Ruth at last turned her head a quarter of an inch.

"Sir Charles Danvers is sitting in the free seats by the font!"

Ruth nailed her eyes to her book, and would vouchsafe no further sign of attention during the rest of the service; and Dare, on the other side, anxious to copy Ruth in everything, being equally obdurate, Mrs. Alwynn had no resource left but to follow the service half aloud to herself, at the times when the congregation were not supposed to join in, putting great emphasis on certain words which she felt applicable to herself, in a manner that effectually prevented any one near her from attending to the service at all.

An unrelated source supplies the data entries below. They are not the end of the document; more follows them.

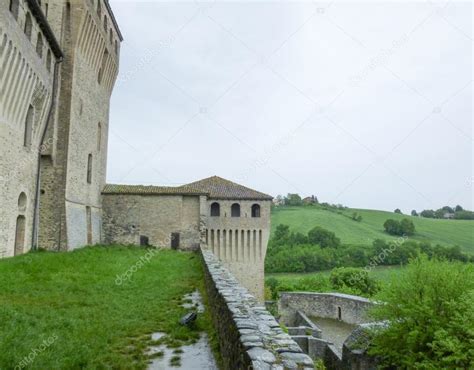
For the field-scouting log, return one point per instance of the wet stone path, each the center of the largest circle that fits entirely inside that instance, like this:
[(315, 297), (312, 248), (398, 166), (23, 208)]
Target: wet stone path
[(333, 330)]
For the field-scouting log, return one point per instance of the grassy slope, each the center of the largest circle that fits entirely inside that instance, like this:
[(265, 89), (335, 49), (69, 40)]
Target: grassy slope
[(445, 232), (98, 324)]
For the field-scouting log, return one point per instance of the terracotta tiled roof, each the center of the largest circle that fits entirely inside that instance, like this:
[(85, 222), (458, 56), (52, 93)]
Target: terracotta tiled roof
[(214, 187), (219, 188), (148, 189)]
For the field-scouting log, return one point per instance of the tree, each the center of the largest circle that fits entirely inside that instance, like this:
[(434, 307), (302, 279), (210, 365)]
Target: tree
[(428, 213), (400, 228), (282, 234), (430, 317), (322, 237), (273, 283), (407, 227), (392, 226), (293, 200), (353, 278)]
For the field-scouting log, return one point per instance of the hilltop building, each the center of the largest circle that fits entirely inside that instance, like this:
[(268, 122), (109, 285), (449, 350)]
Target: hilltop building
[(59, 61)]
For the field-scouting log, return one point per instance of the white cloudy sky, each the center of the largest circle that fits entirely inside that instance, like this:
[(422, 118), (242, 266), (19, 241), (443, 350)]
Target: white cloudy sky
[(368, 104)]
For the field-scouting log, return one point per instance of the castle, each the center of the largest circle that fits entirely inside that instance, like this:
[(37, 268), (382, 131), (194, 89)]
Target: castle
[(58, 64)]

It was with a sudden pang that Dare, following Ruth out into the sunshine after service, perceived for the first time Charles, standing, tall and distinguished-looking, beside the rather insignificant heir of all the Thursbys, who regarded him with the mixed admiration and gnawing envy of a very young man for a man no longer young.

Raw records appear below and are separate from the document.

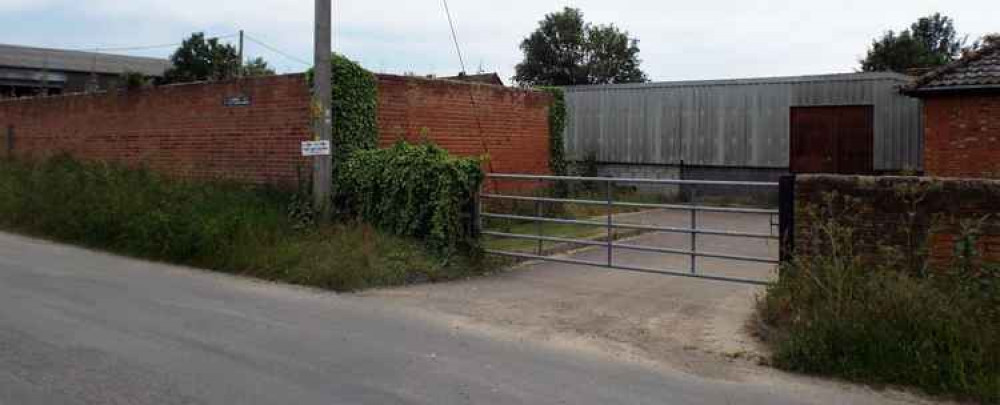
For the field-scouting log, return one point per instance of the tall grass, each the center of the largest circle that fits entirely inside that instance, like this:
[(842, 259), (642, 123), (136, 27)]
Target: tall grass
[(221, 226), (887, 321)]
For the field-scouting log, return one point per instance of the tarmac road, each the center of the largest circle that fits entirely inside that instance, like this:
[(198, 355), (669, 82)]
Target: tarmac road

And then—Charles never quite knew how it happened, but with the full intention of walking back to the rectory with the Alwynns, and staying to luncheon, he actually found himself in Ruth's very presence, accepting a cordial invitation to luncheon at Slumberleigh Hall. For the first time during the last ten years he had done a thing he had no intention of doing. A temporary long-lost feeling of shyness had seized upon him as he saw Ruth coming out, tall and pale and graceful, from the shadow of the church porch into the blaze of the mid-day sunshine. He had not calculated either for that sudden disconcerting leap of the heart as her eyes met his. He had an idiotic feeling that she must be aware that he had run most of the way to church, and that he had contemplated the burnished circles of her back hair for two hours, without a glance at the fashionably scraped-up head-dress of Mabel Thursby, with its hogged mane of little wire curls in the nape of the neck. He felt he still looked hot and dusty, though he had imagined he was quite cool the moment before. To his own astonishment, he actually found his self-possession leaving him; and though its desertion proved only momentary, in that moment he found himself walking away with the Thursbys in the direction of the Hall. He was provoked, angry with himself, with the Thursbys, and, most of all, with Mr. Alwynn, who had come up a second later, and asked him to luncheon, as a matter of course, also Dare, who accepted with evident gratitude. Charles felt that he had not gone steeple-chasing over the country only to talk to Mrs. Thursby, and to see Ruth stroll away over the fields with Dare towards the rectory.

However, he made himself extremely agreeable, which was with him more a matter of habit than those who occasionally profited by it would have cared to know. He asked young Thursby his opinion on E.C. cartridges; he condoled with Mrs. Thursby on the loss of her last butler, and recounted some alarming anecdotes of his own French cook. He admired a pallid water-color drawing of Venice, in an enormous frame on an enormous easel, which he rightly supposed to be the manual labor of Mabel Thursby.

When he rose to take his leave, young Thursby, intensely flattered by having been asked for that opinion on cartridges by so renowned a shot as Charles, offered to walk part of the way back with him.

"I am afraid I am not going home yet," said Charles, lightly. "Duty points in the opposite direction, I have to call at the rectory. I want Mr. Alwynn's opinion on a point of clerical etiquette, which is setting my young spiritual shepherd at Stoke Moreton against his principal sheep, namely, myself."